The present choker has been carefully conceived in order to display a series of mythological heads and scenes, as well as portrait heads, which are complementary but tell the story of glyptic art from the Italian Renaissance to the age of Neoclassicism. The cameos include an Italian 18th-century group with Venus seated amongst cupids and fishing for the ‘genius of charm’, the model for which is recorded in the Paoletti collection of glass moulds for impressions recently published by Lucia Pirzio Biroli Stefanelli (op.cit., tome I, 5, no. 287; ‘Li geni delli piaceri pescati da Venera coll’Amo dela bellezza, e delli vezzi’). The necklace is mounted with a late 18th-century cameo with Medusa, one of the archetypal images of ancient gem engraving. Roman examples, distinguished by a haunted expression imbued with pathos, are found in the greatest gem collections, including a 3rd-century AD example in the Royal Collection (inv. no. RCIN 65605).

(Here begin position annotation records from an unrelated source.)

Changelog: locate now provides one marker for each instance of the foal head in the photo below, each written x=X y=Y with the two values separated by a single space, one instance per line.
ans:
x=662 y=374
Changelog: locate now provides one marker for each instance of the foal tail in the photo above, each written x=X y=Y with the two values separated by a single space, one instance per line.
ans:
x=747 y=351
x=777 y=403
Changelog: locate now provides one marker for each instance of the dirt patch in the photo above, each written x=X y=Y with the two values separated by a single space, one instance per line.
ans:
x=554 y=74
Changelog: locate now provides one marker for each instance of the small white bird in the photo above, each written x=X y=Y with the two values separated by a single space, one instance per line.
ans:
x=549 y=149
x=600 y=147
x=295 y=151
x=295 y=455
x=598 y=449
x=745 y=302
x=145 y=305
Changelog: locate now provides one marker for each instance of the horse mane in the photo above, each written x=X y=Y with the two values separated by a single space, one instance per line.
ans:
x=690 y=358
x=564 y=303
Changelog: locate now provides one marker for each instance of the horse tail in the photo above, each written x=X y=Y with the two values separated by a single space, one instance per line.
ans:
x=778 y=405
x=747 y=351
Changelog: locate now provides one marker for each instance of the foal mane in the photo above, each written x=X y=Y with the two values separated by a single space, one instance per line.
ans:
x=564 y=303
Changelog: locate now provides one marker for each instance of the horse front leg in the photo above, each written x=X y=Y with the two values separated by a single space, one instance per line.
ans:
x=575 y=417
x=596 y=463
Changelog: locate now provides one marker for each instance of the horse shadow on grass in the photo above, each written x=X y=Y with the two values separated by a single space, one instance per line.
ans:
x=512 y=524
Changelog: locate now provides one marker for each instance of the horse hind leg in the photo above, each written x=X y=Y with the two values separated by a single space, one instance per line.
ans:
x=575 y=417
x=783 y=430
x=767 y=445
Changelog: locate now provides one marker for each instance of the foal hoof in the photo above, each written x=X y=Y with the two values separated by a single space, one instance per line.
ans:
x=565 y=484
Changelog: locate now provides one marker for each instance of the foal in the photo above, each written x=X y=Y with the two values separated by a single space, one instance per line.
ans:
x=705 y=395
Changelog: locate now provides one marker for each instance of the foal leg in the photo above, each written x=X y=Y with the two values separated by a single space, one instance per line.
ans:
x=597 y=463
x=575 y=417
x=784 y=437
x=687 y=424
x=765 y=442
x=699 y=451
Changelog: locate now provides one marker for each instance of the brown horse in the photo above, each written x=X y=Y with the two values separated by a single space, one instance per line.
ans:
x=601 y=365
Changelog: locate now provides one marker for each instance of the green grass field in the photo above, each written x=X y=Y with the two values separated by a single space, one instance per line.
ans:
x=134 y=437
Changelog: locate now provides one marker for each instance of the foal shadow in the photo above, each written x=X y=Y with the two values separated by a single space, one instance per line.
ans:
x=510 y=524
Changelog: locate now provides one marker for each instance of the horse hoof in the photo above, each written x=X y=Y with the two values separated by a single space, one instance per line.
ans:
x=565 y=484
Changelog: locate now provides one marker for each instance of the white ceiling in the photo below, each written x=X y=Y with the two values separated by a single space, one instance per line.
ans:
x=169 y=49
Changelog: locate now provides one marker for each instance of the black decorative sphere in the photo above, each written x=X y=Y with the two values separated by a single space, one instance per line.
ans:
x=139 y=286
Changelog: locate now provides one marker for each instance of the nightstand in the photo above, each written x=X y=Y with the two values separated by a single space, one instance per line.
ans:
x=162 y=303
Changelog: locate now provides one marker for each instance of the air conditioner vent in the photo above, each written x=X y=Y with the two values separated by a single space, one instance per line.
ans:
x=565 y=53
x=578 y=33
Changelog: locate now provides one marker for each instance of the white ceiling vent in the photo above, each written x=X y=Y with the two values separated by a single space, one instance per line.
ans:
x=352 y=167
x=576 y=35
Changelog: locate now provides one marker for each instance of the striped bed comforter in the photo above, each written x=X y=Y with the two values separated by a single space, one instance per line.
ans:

These mythical scenes are interspersed with portrait heads of unknown ancient worthies, which compare with examples such as the 17th/ 18th century head of a balding man in the Beverley Collection of Gems at Alnwick Castle, published by Scarisbrick, Boardman and Wagner (op. cit., p. 79, no. 71). The cameo with a bust of Minerva derives from a model which has been widely described as 17th-century (and often with different attributes and thus identifications); compare with the 17th-century jugate portrait of Alexander (the present model) and Olympias in the Royal Collection (inv. no. RCIN 65237). The Cameo with Venus at the bath before an urn is derived from ancient prototypes such as the two 1st-century AD cameos with similar compositions at Alnwick (cf Scarisbrick et al, op. cit., pp. 48-49, nos. 41, 42). The characterful head of Hercules follows a model seen in Raspe-Tassie (no. 5589) which probably has its roots in the head of the Hercules Farnese today in the National Archaeological Museum, Naples. For the cameo with a satyr, compare with the circa 1800 example sold in these rooms on 9 July 2020, lot 39. Both derive from ancient prototypes: see, for example, the possibly 1st-century sardonyx cameo with a faun in the Beverley Collection of Gems at Alnwick Castle (illustrated in Scarisbrick, et al, op. cit., p. 47, no. 40).
RELATED LITERATURE
R. E. Raspe and W. Tassie, A Descriptive Catalogue of a General Collection of Ancient and Modern Engraved Gems Cameos as well as Intaglios, London, 1791; K. Aschengreen Piacenti and J. Boardman, Ancient and Modern Gems and Jewels in the Collection of Her Majesty the Queen, London, 2008; L. Pirzio Biroli Stefanelli, La collezione Paoletti, Stampi in vetro per impronte di intagli e cammei, Rome, 2013; D. Scarisbrick, C. Wagner and J. Boardman, The Beverley Collection of Gems at Alnwick Castle, London and New York, 2017.